Then I remembered it was matchday. Put the Lemsip away; no amount of paracetamol is going to sort this out, because it’s Manchester United at home to Arsenal.

One thing was clear: with a Europa League second-leg decider against Real Sociedad looming on Thursday, there were two chances of Ruben Amorim naming a full-strength side against the Goonies – a slim chance and no chance. And slim had just left town.

The tension in my head percolated like fresh coffee all day as I awaited the team sheet. It didn't disappoint.

Like a tragi-comedy, or being forced to watch Dirty Dancing all the way through, the sight of Victor Lindelöf at the back and Christian Eriksen alongside Casemiro in the engine room made me shudder.
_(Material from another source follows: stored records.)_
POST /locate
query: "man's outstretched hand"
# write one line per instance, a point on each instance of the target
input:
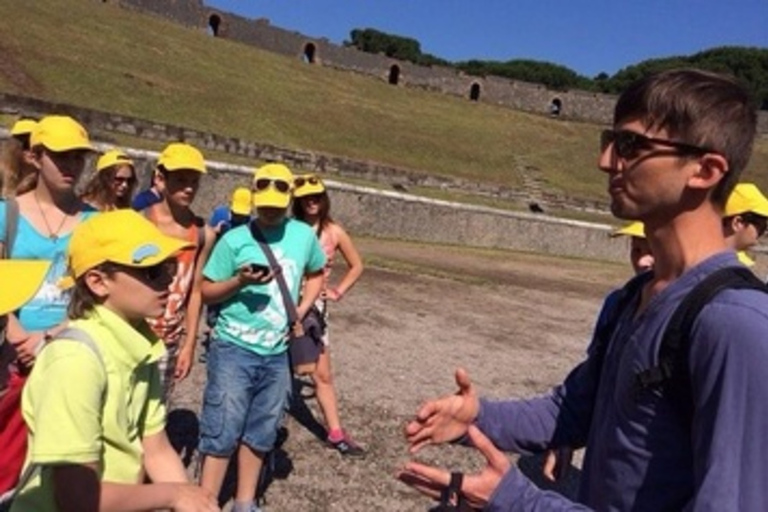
(476, 489)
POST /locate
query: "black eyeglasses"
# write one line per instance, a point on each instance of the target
(262, 184)
(628, 144)
(311, 180)
(760, 222)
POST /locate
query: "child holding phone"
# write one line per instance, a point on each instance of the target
(98, 435)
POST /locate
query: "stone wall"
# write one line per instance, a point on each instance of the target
(579, 105)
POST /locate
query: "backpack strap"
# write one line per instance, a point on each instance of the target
(290, 306)
(605, 331)
(672, 372)
(11, 225)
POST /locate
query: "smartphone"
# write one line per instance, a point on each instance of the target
(258, 267)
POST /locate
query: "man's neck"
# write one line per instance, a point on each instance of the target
(66, 201)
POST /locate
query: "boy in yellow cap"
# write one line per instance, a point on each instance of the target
(179, 170)
(17, 176)
(111, 186)
(249, 377)
(97, 434)
(38, 225)
(745, 219)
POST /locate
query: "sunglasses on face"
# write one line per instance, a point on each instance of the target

It certainly wouldn't have helped the mood outside the ground, where United fans protested against the Glazers ahead of kick-off.

And while Arsenal may have bottled their shot at the Premier League (again) this season, a 7-1 spanking of PSV Eindhoven in midweek had left them with an upcoming dead rubber.

That, combined with a United substitutes bench resembling a creche, meant I was about as confident about this game as Rasmus Hojlund is in front of goal.

Poor Hojlund – less service than a £16 RyanAir flight to Dublin, with just 15 shots to his name in 19 games and no goals, consigned to the bench as the only sub with any sort of first-team pedigree.

The fact I was so excited to see four-appearance Toby Collyer available told its own sorry story of the state of our squad.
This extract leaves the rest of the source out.